Voices

Union-busting and the war on the middle class

For everyone except labor activists, the 1981 strike by the Professional Air Traffic Controllers Organization (PATCO) has faded into the dim mists of memory. But President Reagan's harsh treatment of the strikers set the tone for three decades of union busting in America.

On Aug. 3, 1981, PATCO went on strike, seeking better working conditions, better pay, and a 32-hour work week. Reagan reacted by declaring the strike a “peril to national safety” and ordered the strikers back to work. Only 1,300 of the nearly 13,000 controllers complied.

Subsequently, Reagan demanded those remaining on strike return to work within 48 hours or face the loss of their jobs. Two days later, Reagan fired the 11,345 striking air traffic controllers that had ignored the order and banned them from federal service for life. (The ban was later lifted by President Clinton in 1993.)

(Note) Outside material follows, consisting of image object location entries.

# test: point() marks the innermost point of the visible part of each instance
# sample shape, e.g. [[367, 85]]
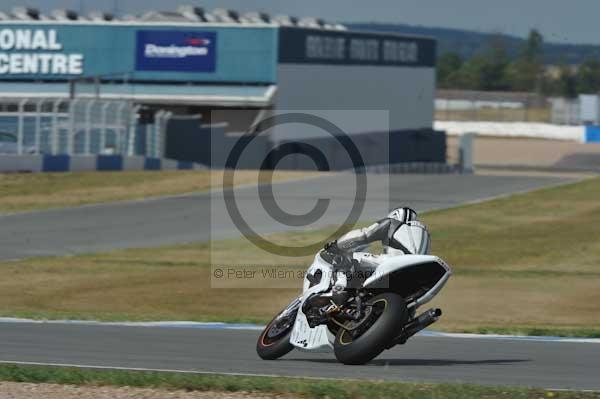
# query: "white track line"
[[255, 327]]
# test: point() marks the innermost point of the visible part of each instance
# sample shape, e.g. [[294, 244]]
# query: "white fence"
[[79, 127]]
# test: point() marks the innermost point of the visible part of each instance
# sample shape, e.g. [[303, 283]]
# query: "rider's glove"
[[332, 248]]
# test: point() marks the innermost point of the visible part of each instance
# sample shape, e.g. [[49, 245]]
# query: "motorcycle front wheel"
[[383, 323], [274, 341]]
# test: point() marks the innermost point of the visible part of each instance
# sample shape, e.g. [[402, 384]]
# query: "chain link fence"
[[479, 106], [79, 127]]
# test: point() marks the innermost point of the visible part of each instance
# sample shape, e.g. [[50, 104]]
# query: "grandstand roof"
[[183, 14]]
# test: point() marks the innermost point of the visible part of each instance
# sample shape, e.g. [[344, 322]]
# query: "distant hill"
[[467, 43]]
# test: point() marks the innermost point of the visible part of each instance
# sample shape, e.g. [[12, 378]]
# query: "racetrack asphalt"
[[200, 217], [540, 363]]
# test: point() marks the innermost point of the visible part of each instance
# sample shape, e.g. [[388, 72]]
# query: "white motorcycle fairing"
[[318, 338], [430, 271], [434, 275]]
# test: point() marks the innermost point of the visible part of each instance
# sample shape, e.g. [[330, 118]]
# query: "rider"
[[400, 233]]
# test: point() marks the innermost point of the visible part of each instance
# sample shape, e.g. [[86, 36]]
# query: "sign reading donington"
[[36, 52], [176, 51]]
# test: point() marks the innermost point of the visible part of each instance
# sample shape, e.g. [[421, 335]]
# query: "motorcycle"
[[360, 311]]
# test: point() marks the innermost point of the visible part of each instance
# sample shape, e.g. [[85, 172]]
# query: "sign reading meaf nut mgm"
[[176, 51], [36, 51]]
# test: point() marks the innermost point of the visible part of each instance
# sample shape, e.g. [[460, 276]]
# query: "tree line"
[[494, 70]]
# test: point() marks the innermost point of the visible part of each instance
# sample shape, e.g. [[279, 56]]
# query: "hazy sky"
[[574, 21]]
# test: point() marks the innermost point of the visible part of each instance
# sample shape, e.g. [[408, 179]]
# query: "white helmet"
[[403, 214]]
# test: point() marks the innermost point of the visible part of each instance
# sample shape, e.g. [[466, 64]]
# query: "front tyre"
[[274, 341], [362, 344]]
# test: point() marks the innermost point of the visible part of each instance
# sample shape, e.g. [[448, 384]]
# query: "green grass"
[[526, 264], [295, 387], [21, 192]]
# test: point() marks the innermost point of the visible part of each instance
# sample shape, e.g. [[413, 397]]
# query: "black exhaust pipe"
[[419, 323]]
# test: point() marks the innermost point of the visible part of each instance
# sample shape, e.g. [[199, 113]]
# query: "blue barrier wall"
[[592, 134]]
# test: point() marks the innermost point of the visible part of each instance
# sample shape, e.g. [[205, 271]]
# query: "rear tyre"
[[274, 341], [389, 314]]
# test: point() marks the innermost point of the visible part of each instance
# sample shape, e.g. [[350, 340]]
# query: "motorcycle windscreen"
[[413, 238]]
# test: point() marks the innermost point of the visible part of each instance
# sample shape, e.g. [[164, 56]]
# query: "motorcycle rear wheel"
[[274, 341], [390, 315]]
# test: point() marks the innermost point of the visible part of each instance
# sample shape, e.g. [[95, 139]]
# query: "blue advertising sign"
[[176, 51]]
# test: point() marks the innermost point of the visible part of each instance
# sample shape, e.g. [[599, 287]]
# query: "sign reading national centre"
[[176, 51], [36, 52]]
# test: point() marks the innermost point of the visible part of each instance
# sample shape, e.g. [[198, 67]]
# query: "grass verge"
[[527, 264], [296, 387], [37, 191]]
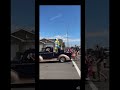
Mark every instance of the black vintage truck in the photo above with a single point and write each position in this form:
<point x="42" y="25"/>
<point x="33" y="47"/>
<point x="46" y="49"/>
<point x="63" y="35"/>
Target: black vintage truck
<point x="48" y="54"/>
<point x="23" y="67"/>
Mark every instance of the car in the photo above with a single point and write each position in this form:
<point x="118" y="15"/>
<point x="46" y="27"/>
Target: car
<point x="48" y="54"/>
<point x="24" y="67"/>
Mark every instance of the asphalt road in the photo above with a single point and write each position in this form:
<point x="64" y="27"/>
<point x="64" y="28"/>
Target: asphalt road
<point x="57" y="70"/>
<point x="22" y="88"/>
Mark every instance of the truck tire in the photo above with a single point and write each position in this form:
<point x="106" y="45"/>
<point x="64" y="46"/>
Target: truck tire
<point x="62" y="59"/>
<point x="14" y="76"/>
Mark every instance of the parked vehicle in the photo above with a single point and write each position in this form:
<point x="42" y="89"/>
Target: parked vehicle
<point x="24" y="67"/>
<point x="48" y="53"/>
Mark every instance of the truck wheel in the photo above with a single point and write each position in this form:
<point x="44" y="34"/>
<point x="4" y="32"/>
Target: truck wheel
<point x="14" y="77"/>
<point x="62" y="59"/>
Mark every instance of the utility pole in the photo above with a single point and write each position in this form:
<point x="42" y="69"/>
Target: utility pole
<point x="67" y="38"/>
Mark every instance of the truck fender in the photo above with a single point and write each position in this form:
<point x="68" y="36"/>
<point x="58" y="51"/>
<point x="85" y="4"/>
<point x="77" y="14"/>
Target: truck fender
<point x="63" y="55"/>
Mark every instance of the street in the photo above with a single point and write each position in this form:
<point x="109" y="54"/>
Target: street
<point x="57" y="70"/>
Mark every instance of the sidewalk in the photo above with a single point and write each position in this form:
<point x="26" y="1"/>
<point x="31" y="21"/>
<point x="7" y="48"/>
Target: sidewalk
<point x="102" y="85"/>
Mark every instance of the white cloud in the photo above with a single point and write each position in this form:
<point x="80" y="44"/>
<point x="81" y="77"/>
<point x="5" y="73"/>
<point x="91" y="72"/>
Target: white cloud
<point x="55" y="17"/>
<point x="97" y="34"/>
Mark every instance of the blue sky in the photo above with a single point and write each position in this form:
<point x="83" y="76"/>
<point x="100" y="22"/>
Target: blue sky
<point x="55" y="20"/>
<point x="96" y="23"/>
<point x="22" y="13"/>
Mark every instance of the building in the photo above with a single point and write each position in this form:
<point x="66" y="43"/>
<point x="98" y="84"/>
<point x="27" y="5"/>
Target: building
<point x="49" y="43"/>
<point x="21" y="40"/>
<point x="46" y="43"/>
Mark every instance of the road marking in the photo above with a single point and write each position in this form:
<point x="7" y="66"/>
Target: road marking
<point x="76" y="67"/>
<point x="92" y="85"/>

The irony of the PATCO debacle was that the union had endorsed Reagan for president in 1980. Its members were perhaps the least likely candidates for labor martyrdom. But, as labor organizer and writer Steve Early wrote in The Boston Globe on the 25th anniversary of the PATCO strike in 2006, the mistakes that were made in 1981 would haunt the labor movement for years to come.

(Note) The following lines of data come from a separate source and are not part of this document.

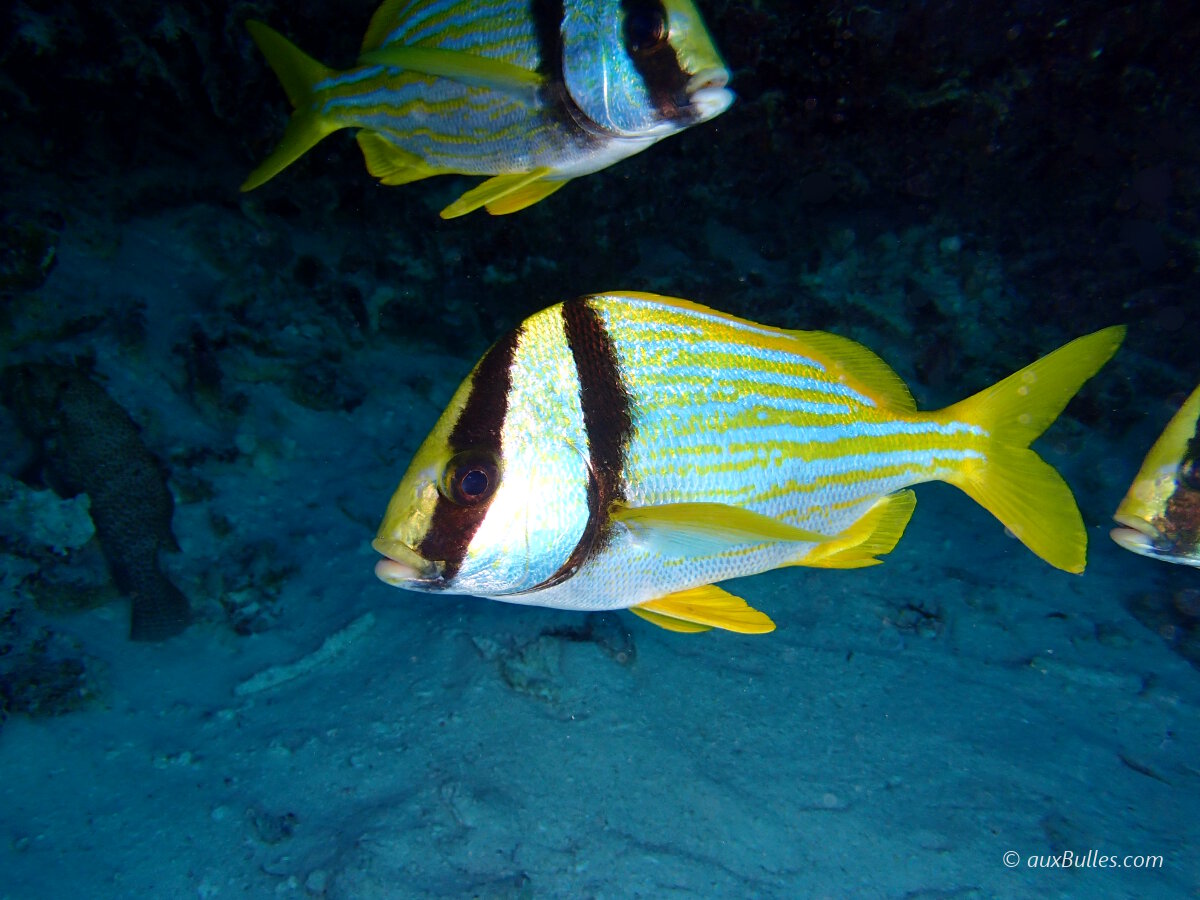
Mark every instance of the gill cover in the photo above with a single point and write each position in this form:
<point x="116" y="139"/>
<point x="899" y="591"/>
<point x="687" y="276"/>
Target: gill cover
<point x="497" y="498"/>
<point x="633" y="66"/>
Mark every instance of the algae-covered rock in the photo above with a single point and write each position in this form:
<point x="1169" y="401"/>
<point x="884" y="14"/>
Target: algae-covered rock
<point x="91" y="445"/>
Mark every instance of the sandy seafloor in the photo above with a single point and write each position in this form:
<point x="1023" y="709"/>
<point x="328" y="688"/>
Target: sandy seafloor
<point x="373" y="743"/>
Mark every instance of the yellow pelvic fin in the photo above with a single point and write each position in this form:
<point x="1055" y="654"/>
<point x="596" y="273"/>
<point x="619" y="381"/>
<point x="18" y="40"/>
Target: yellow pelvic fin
<point x="527" y="196"/>
<point x="875" y="533"/>
<point x="388" y="162"/>
<point x="708" y="606"/>
<point x="298" y="72"/>
<point x="701" y="529"/>
<point x="491" y="191"/>
<point x="457" y="66"/>
<point x="1013" y="483"/>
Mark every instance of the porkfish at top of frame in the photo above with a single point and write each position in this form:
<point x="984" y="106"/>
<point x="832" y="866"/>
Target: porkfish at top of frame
<point x="529" y="91"/>
<point x="629" y="450"/>
<point x="1161" y="513"/>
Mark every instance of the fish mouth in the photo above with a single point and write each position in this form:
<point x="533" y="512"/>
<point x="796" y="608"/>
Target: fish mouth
<point x="1140" y="537"/>
<point x="403" y="567"/>
<point x="707" y="94"/>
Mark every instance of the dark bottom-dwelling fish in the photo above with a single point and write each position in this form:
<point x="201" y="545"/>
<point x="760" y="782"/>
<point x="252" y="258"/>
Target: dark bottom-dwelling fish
<point x="628" y="450"/>
<point x="1161" y="513"/>
<point x="91" y="445"/>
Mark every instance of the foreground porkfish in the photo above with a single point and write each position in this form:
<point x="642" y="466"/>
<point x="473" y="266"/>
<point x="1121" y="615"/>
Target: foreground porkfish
<point x="534" y="94"/>
<point x="1161" y="513"/>
<point x="628" y="450"/>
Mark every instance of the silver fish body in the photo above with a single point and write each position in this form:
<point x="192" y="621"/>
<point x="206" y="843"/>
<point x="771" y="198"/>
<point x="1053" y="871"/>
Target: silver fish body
<point x="531" y="93"/>
<point x="629" y="450"/>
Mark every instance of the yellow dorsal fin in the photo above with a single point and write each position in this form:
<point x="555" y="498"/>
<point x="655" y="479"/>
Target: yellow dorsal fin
<point x="533" y="192"/>
<point x="849" y="360"/>
<point x="492" y="191"/>
<point x="457" y="66"/>
<point x="875" y="533"/>
<point x="699" y="529"/>
<point x="712" y="606"/>
<point x="388" y="162"/>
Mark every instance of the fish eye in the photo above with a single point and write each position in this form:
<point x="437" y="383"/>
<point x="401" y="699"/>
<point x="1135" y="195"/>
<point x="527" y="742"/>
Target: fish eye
<point x="471" y="478"/>
<point x="1189" y="473"/>
<point x="646" y="28"/>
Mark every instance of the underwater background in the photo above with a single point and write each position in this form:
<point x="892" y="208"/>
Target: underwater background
<point x="959" y="186"/>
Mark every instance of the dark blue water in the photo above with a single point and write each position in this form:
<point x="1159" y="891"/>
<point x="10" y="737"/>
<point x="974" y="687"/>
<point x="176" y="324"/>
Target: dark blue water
<point x="961" y="190"/>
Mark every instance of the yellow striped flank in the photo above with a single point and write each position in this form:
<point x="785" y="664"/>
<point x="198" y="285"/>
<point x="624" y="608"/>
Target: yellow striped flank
<point x="817" y="432"/>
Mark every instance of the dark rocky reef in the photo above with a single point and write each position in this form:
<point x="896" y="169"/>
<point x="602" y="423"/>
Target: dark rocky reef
<point x="89" y="444"/>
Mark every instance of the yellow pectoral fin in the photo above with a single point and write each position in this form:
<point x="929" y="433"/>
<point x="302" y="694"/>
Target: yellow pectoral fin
<point x="699" y="529"/>
<point x="707" y="606"/>
<point x="389" y="163"/>
<point x="873" y="535"/>
<point x="492" y="191"/>
<point x="457" y="66"/>
<point x="533" y="192"/>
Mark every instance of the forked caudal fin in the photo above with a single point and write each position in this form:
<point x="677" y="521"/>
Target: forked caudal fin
<point x="1013" y="483"/>
<point x="298" y="73"/>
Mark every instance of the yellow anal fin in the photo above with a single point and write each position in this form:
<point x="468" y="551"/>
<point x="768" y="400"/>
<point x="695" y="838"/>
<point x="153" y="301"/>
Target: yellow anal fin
<point x="670" y="623"/>
<point x="875" y="533"/>
<point x="491" y="191"/>
<point x="691" y="529"/>
<point x="708" y="606"/>
<point x="389" y="163"/>
<point x="457" y="66"/>
<point x="529" y="195"/>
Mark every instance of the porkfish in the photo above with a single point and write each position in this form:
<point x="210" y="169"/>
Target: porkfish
<point x="629" y="450"/>
<point x="532" y="94"/>
<point x="1161" y="513"/>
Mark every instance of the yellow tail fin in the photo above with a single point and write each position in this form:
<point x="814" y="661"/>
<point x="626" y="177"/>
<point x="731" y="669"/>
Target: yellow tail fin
<point x="1013" y="483"/>
<point x="298" y="72"/>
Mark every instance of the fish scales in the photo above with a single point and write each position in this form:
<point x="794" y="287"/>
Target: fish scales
<point x="653" y="447"/>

“PATCO failed to build ties with the pilots, mechanics, flight attendants, and baggage handlers whose backing was so desperately needed during the controllers' walk-out,” wrote Early. “The lesson of PATCO...is as old as unions themselves: An injury to one is an injury to all. No labor movement can long survive, much less thrive, without a strong culture of mutual aid and protection.”

After three decades of wage stagnation, longer hours, and shrinking pensions for working Americans, PATCO's demands seem unrealistic today. But what PATCO sought was what their professional peers in Europe enjoyed at that time - a standard of living that's an impossibility for many Americans.

Why? Because the things that working Americans now take for granted - the 40-hour work week and the eight-hour workday, the end of child labor, the minimum wage, unemployment insurance, health care and retirement benefits - are rapidly disappearing, and the unions that fought and died for them are disappearing, too.

Since the PATCO strike, companies can fire anyone suspected of union activity, at any time, for any reason, and not face punishment. As a result, it is almost impossible to unionize any workplace in America.

Large corporations like it that way. They want to drive down wages and benefits, and keep workers fearful and insecure. They prefer to make it tough to build solidarity. The winner-take-all, every-man-for-himself ethos that drives today's global economy works fine for the bosses.

The subtext of the ongoing fight waged by Republicans in Wisconsin, Ohio, Indiana, and other states that are considering legislation to destroy public-sector unions by eliminating all collective bargaining rights is easy to see. In a nation where union membership is at its lowest level in nearly a century, public-sector workers are the last workers in America who enjoy things that many workers once enjoyed - livable wages, fair benefits, and pensions that let them live with a modicum of dignity and security in retirement.

But Democrats haven't been much better than Republicans. Too many give lip service to the rights of workers, yet take the side of the corporations and investment banks that are destroying the lives of American workers.

Our governor, Peter Shumlin, has not proposed any draconian measures against Vermont's public employees. However, like his Republican predecessor, Shumlin refuses to consider taxing the wealthiest Vermonters to fill the growing budget gap. And, like his Republican predecessor, Shumlin seeks also seeks pay and benefit givebacks from state workers, and has proposed cuts that will affect services to poor and elderly Vermonters, all in the name of deficit reduction.

The stakes of the fight in Madison, Columbus, and state capitals across America are plain for all to see. The right is trying to split what remains of the middle class and distract us from noticing the massive transfer of wealth to the richest 1 percent of America. If Wisconsin Gov. Scott Walker and other Republican lawmakers succeed in smashing public sector unions and gutting the public services provided by union members, they will have achieved their biggest victory in three decades of class warfare against working Americans.

It's been heartening to see the rallies that have sprung up all over the country in response to this spasm of union busting, but it will take more than rallies. It will take the efforts of all working Americans to join and recognize that this fight affects everyone. All working Americans will need to realize that there is a direct correlation between belonging to a union and having a better standard of living, and not belonging to a union and being treated like chattel.

 The question is not whether public employees should have better wages and benefits than most other workers. It is why more workers in America are not better compensated for their labor, and why more workers aren't allowed to take the necessary steps to achieve a reasonable share of prosperity.